At the margin, the second and third schemes lower the cost of an employee in all sectors. They may, perhaps, help in businesses where the labour cost as a proportion of sales is relatively high.
Then we have the Internship scheme for 1 crore youth at 500 top companies over five years. The government will provide Rs 5000 as stipend and the companies will have to bear 10% of the internship cost and the cost of training. As many have pointed out, this means each company will have to give internships to 4000 youths. What happens if they don't oblige?
Monitoring and enforcement at private companies is a huge challenge. The government has a number of schemes that it implements through banks- Jan Dhan Yojana, Jan Awas etc. It is the public sector banks that bear the brunt. Private companies get away with doing very little. The same is likely to happen with the job creation schemes. We need to track exactly how many additional jobs are created through these schemes. The finance ministry has said that all these schemes are not mandatory, they are only intended to nudge companies, so we mustn't expect a great deal from the private sector.

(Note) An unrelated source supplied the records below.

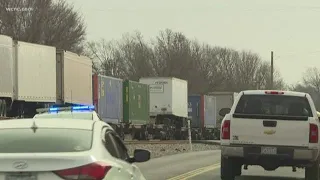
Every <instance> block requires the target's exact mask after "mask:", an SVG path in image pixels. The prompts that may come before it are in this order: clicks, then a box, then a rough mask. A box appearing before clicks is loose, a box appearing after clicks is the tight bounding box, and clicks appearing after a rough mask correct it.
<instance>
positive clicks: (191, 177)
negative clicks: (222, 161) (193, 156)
mask: <svg viewBox="0 0 320 180" xmlns="http://www.w3.org/2000/svg"><path fill="white" fill-rule="evenodd" d="M218 168H220V164H219V165H216V166H213V167H210V168H208V169H205V170H203V171H202V172H198V173H195V174H193V175H191V176H188V177H187V178H185V179H184V180H187V179H190V178H193V177H195V176H198V175H200V174H203V173H206V172H208V171H213V170H216V169H218Z"/></svg>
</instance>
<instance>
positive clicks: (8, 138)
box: [0, 128, 92, 153]
mask: <svg viewBox="0 0 320 180" xmlns="http://www.w3.org/2000/svg"><path fill="white" fill-rule="evenodd" d="M0 136H1V139H0V153H50V152H79V151H87V150H90V149H91V145H92V131H91V130H81V129H48V128H39V129H37V130H36V131H35V132H33V131H32V130H31V129H30V128H28V129H2V130H0Z"/></svg>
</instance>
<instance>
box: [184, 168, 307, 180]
mask: <svg viewBox="0 0 320 180" xmlns="http://www.w3.org/2000/svg"><path fill="white" fill-rule="evenodd" d="M187 179H188V180H221V178H220V168H217V169H214V170H211V171H208V172H204V173H202V174H198V175H196V176H194V177H191V178H187ZM275 179H277V180H304V170H303V169H297V172H292V168H290V167H283V168H279V169H277V170H276V171H265V170H264V169H263V168H261V167H259V166H249V167H248V170H242V176H240V177H237V178H236V180H275Z"/></svg>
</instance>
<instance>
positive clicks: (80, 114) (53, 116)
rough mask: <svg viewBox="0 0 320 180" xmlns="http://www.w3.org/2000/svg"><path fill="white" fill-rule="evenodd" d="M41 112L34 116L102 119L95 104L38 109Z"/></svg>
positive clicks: (51, 118) (36, 117) (90, 118)
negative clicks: (95, 109)
mask: <svg viewBox="0 0 320 180" xmlns="http://www.w3.org/2000/svg"><path fill="white" fill-rule="evenodd" d="M37 112H38V113H39V114H36V115H35V116H34V117H33V118H42V119H44V118H45V119H52V118H62V119H78V120H93V121H100V118H99V115H98V114H97V113H96V111H94V106H74V107H53V108H43V109H37Z"/></svg>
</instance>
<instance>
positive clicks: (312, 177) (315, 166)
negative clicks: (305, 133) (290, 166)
mask: <svg viewBox="0 0 320 180" xmlns="http://www.w3.org/2000/svg"><path fill="white" fill-rule="evenodd" d="M319 162H320V161H319V158H318V159H317V161H315V162H314V163H313V164H312V166H311V167H306V168H305V180H320V178H319V175H320V174H319Z"/></svg>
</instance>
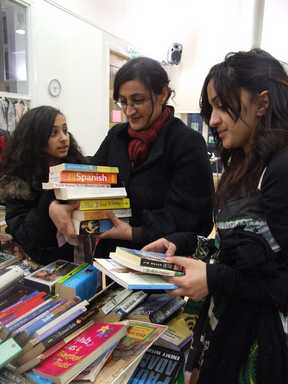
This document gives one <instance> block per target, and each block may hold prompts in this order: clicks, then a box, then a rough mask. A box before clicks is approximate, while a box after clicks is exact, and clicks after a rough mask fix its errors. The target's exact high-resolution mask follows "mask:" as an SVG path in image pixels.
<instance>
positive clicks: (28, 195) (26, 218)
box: [0, 176, 73, 264]
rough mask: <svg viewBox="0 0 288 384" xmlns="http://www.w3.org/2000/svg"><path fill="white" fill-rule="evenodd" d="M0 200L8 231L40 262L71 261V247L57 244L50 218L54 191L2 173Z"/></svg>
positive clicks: (0, 184)
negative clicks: (60, 245)
mask: <svg viewBox="0 0 288 384" xmlns="http://www.w3.org/2000/svg"><path fill="white" fill-rule="evenodd" d="M0 199H1V201H4V202H5V205H6V223H7V230H6V231H7V232H8V233H10V234H11V235H12V236H13V238H14V239H15V240H16V241H17V242H18V243H19V244H20V245H22V247H23V248H24V250H25V252H26V253H27V254H28V255H29V256H30V257H31V258H32V259H33V260H35V261H37V262H38V263H40V264H48V263H50V262H52V261H54V260H57V259H66V260H69V261H73V247H72V246H71V245H69V244H67V243H66V244H65V245H64V246H62V247H60V248H59V247H58V244H57V239H56V227H55V226H54V224H53V223H52V221H51V220H50V218H49V213H48V209H49V205H50V203H51V202H52V200H54V199H55V197H54V194H53V192H51V191H42V190H41V184H39V183H37V182H35V183H32V185H30V184H29V183H27V182H26V181H24V180H22V179H20V178H17V177H7V176H3V177H2V179H1V180H0Z"/></svg>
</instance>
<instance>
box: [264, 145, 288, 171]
mask: <svg viewBox="0 0 288 384" xmlns="http://www.w3.org/2000/svg"><path fill="white" fill-rule="evenodd" d="M287 163H288V148H285V149H284V150H282V151H281V152H278V153H277V154H276V155H274V156H273V158H272V160H271V161H270V163H269V165H268V167H267V174H270V173H273V174H276V175H279V176H281V175H288V167H287Z"/></svg>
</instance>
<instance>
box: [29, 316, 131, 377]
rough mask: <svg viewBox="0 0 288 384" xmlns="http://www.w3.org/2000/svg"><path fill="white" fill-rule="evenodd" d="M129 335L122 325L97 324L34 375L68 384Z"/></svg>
mask: <svg viewBox="0 0 288 384" xmlns="http://www.w3.org/2000/svg"><path fill="white" fill-rule="evenodd" d="M125 334H126V326H125V325H122V324H119V323H95V324H93V325H92V326H91V327H89V328H88V329H86V330H85V331H83V332H82V333H81V334H80V335H78V336H77V337H76V338H75V339H73V340H72V341H70V342H69V343H68V344H66V345H65V346H64V347H63V348H62V349H60V350H59V351H57V352H56V353H55V354H53V355H52V356H50V357H48V359H46V360H45V361H43V362H42V363H41V364H40V365H39V366H38V367H37V368H35V369H34V372H36V373H37V374H39V375H41V376H44V377H48V378H50V379H51V380H52V381H53V382H54V383H57V384H66V383H68V382H70V381H71V380H73V378H75V377H76V376H77V375H78V374H79V373H80V372H82V371H83V370H84V369H85V368H87V367H88V366H89V365H90V364H92V362H93V361H95V360H96V358H97V357H99V356H100V355H102V354H103V353H105V352H107V351H108V350H109V349H110V348H111V346H112V345H115V344H116V343H117V341H119V340H120V339H121V338H122V337H124V336H125Z"/></svg>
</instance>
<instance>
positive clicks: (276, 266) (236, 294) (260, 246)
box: [207, 231, 288, 308]
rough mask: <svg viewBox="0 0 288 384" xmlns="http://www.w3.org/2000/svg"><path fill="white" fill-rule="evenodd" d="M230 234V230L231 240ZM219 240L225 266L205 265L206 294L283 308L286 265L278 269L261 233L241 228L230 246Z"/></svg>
mask: <svg viewBox="0 0 288 384" xmlns="http://www.w3.org/2000/svg"><path fill="white" fill-rule="evenodd" d="M239 232H240V231H239ZM238 234H239V233H238ZM233 236H235V234H234V235H233V233H231V239H233ZM223 243H224V241H223V242H222V244H221V250H220V252H221V254H222V256H221V257H222V259H224V260H225V259H226V260H229V265H228V262H227V264H225V263H221V264H207V282H208V289H209V293H211V294H214V293H217V294H219V295H221V296H227V297H230V298H231V299H237V300H245V301H248V302H255V303H260V304H263V305H270V306H277V307H278V308H279V307H281V308H284V307H285V306H286V305H287V300H288V289H287V287H288V284H287V283H288V279H287V268H286V269H283V270H282V269H281V268H279V265H278V260H277V259H276V257H275V255H274V254H273V252H272V250H271V248H270V245H269V244H268V242H267V241H266V240H265V239H264V238H263V237H262V236H261V235H258V234H254V233H252V232H251V233H250V232H248V233H247V232H245V231H242V236H241V237H239V236H238V237H237V236H236V237H235V239H234V244H233V245H232V244H230V245H229V246H227V247H226V244H223ZM225 248H226V249H225Z"/></svg>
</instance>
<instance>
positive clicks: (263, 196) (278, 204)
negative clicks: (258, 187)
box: [261, 151, 288, 255]
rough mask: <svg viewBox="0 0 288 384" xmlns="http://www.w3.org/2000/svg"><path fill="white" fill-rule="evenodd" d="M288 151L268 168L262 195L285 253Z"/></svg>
mask: <svg viewBox="0 0 288 384" xmlns="http://www.w3.org/2000/svg"><path fill="white" fill-rule="evenodd" d="M287 163H288V151H285V152H284V153H283V154H281V155H280V156H277V158H276V159H275V160H273V161H272V162H271V165H269V167H268V168H267V169H266V172H265V174H264V177H263V182H262V186H261V196H262V201H263V205H264V209H265V213H266V218H267V223H268V226H269V228H270V230H271V232H272V235H273V237H274V238H275V239H276V241H277V243H278V244H279V245H280V247H281V249H282V250H283V252H284V253H286V255H287V253H288V236H287V228H288V167H287Z"/></svg>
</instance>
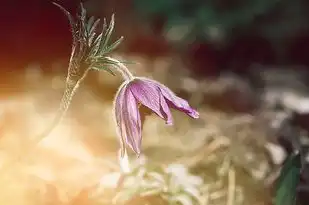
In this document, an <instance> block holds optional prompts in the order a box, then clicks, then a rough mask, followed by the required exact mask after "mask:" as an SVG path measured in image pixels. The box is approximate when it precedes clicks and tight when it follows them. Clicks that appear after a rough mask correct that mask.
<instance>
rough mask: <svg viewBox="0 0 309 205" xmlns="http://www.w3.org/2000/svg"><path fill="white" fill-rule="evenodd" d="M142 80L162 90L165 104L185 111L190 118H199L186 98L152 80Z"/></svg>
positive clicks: (183, 110) (158, 82) (186, 113)
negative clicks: (166, 101)
mask: <svg viewBox="0 0 309 205" xmlns="http://www.w3.org/2000/svg"><path fill="white" fill-rule="evenodd" d="M143 80H145V81H147V82H149V83H151V84H152V85H153V86H155V85H156V86H157V87H158V88H159V89H160V91H161V92H162V95H163V96H164V97H165V98H166V100H167V104H168V105H169V106H171V107H173V108H175V109H177V110H180V111H182V112H184V113H186V114H187V115H189V116H190V117H192V118H199V113H198V112H197V111H196V110H195V109H193V108H192V107H191V106H190V105H189V103H188V102H187V101H186V100H184V99H182V98H180V97H178V96H176V95H175V94H174V92H173V91H171V90H170V89H169V88H167V87H166V86H164V85H162V84H160V83H159V82H156V81H154V80H150V79H143Z"/></svg>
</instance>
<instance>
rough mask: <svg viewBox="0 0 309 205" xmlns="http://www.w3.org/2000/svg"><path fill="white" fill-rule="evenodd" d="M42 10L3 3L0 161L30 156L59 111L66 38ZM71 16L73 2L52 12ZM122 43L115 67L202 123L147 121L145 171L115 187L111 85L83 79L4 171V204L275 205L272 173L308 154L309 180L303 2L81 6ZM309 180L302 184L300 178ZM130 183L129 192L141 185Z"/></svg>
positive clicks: (245, 2) (115, 139)
mask: <svg viewBox="0 0 309 205" xmlns="http://www.w3.org/2000/svg"><path fill="white" fill-rule="evenodd" d="M51 2H52V1H49V0H28V1H18V0H10V1H8V0H3V1H2V2H1V3H2V4H1V18H0V22H1V23H0V25H1V26H2V27H1V32H0V72H1V74H0V85H1V86H0V96H1V102H0V103H1V107H0V109H1V110H0V112H1V118H0V119H1V124H0V128H1V137H0V146H1V149H0V152H1V154H0V160H1V163H3V164H6V162H10V160H13V159H16V156H17V157H18V156H22V155H23V154H24V153H25V152H26V151H27V147H31V137H32V136H34V135H36V134H38V133H40V132H42V130H44V128H45V127H47V126H48V124H49V123H50V122H51V119H52V117H53V115H54V113H55V111H56V110H57V106H58V105H59V102H60V99H61V96H62V92H63V90H64V86H65V84H64V83H65V81H64V80H65V76H66V74H67V65H68V61H69V57H70V52H71V43H72V35H71V32H70V29H69V24H68V21H67V18H66V16H65V15H64V14H63V13H62V12H61V11H60V10H59V8H57V7H55V6H54V5H53V4H52V3H51ZM55 2H57V3H58V4H60V5H62V6H63V7H64V8H66V9H67V10H68V11H70V12H71V14H72V15H74V16H75V14H76V13H77V12H78V7H79V4H80V1H73V0H58V1H56V0H55ZM83 4H84V7H85V8H86V10H87V12H88V15H91V16H95V17H97V18H101V19H103V18H107V20H109V19H110V17H111V15H112V14H113V13H115V33H114V34H113V38H114V39H116V38H118V37H120V36H124V42H123V43H122V44H121V46H120V47H119V49H117V51H116V52H115V53H113V55H114V57H115V58H117V59H120V60H124V61H130V62H134V63H133V64H128V68H129V69H130V70H131V71H132V72H133V73H134V74H136V75H139V76H145V77H149V78H153V79H155V80H158V81H160V82H162V83H164V84H166V85H167V86H169V87H170V88H171V89H172V90H173V91H175V92H176V93H177V94H178V95H179V96H181V97H183V98H185V99H187V100H188V101H189V102H190V104H192V106H193V107H195V108H197V110H198V111H199V112H200V113H201V119H199V120H192V119H189V118H188V117H187V116H185V115H183V114H182V113H178V112H173V114H174V118H175V126H173V127H166V126H165V125H164V122H162V121H160V119H158V118H157V117H156V116H154V115H150V113H149V112H148V111H145V112H146V114H147V116H146V118H145V121H144V128H143V137H144V138H143V153H144V156H142V157H141V158H140V159H135V156H134V155H132V153H130V159H132V164H133V165H132V166H133V167H134V172H133V173H132V174H130V176H128V177H126V178H125V180H124V184H123V186H122V187H121V188H120V190H115V186H116V181H117V178H118V177H119V166H118V161H117V150H118V148H119V143H118V140H117V136H116V132H115V127H114V122H113V118H112V100H113V97H114V94H115V92H116V91H117V88H118V86H119V85H120V83H121V79H120V77H119V76H116V77H114V76H111V75H110V74H108V73H107V72H95V71H93V72H90V73H89V76H88V77H87V79H86V82H85V83H84V84H83V85H81V87H80V89H79V91H78V92H77V94H76V96H75V98H74V99H73V103H72V105H71V107H70V110H69V112H68V115H67V117H66V118H65V119H64V121H63V123H62V124H61V125H59V126H58V127H57V128H56V129H55V130H54V131H53V132H52V133H51V135H50V136H49V137H47V138H46V139H45V140H44V141H43V142H42V143H41V144H40V145H39V146H38V148H36V150H35V151H34V154H32V155H31V157H29V158H27V160H20V162H19V163H18V169H17V168H16V167H15V166H14V168H11V167H5V166H3V167H4V168H2V169H1V170H0V181H1V183H0V184H2V185H0V189H1V192H0V202H3V203H8V201H9V202H10V204H51V205H52V204H87V205H92V204H109V205H110V204H113V203H115V204H183V205H187V204H188V205H191V204H192V205H194V204H209V205H221V204H226V205H238V204H243V205H249V204H250V205H264V204H265V205H271V204H273V196H274V195H273V193H274V192H273V191H274V184H275V180H276V177H277V175H278V170H279V168H280V166H281V165H282V163H283V161H284V160H285V158H286V156H287V155H288V154H289V153H291V152H292V151H293V150H294V149H301V150H303V152H304V153H305V154H304V156H303V158H304V162H305V164H304V171H303V173H302V179H301V185H302V187H303V188H302V189H300V191H299V192H298V197H299V204H305V203H304V202H306V200H307V199H306V195H307V192H306V190H308V188H307V180H309V176H308V171H306V170H307V167H308V165H307V161H308V157H307V152H308V147H309V140H308V139H309V138H308V135H307V131H308V130H309V116H308V114H307V113H308V110H309V83H308V82H309V54H308V53H309V13H308V12H307V11H308V9H309V2H308V1H306V0H294V1H289V0H205V1H201V0H191V1H188V0H156V1H152V0H88V1H83ZM306 173H307V174H306ZM137 182H138V183H137Z"/></svg>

If the idea is create jobs on a crash basis, filling vancies in government is a better idea. If unemployed youth are to be provided help until they can find a job, a direct transfer seems more sensible- give every educated unemployed youth a monthly allowance.
What exactly is the government spending on employment generation? The budget speech mentions expenditure of Rs 2 lakh crore over five years or about Rs 40,000 crore in each year. For FY 24-25, the specific increase in expenditure on account of employment generation is a little less than Rs 10,000 crore.
3 comments:
Sir, why is the central govt not filling up vacancies when it is so obvious... Is it because of say things like reservations where you do have the minimum eligibility criteria and there may not be sufficient candidates. It becomes more acute say in DRDO/CSIR etc. Others are things like vacancies in central universities are also a case in point.
We have less govt isnt it than what we should be having.
Thanks Deepu. Government jobs at the lower level are costlier than jobs at the equivalent level in the private sector. Also, there may be a mismatch between the skils required today in government and what the labour market has to offer
Thanks Sir, for the response. One more thing that was pointed out by FS. the PVT companies can use CSR funds for this initiative? The CSR was ~26k Cr. So they can indeed expand apprenticeship without muchcost.
By the way, was eager to know ur views on LTCG. You have been silent on some of the raging topics.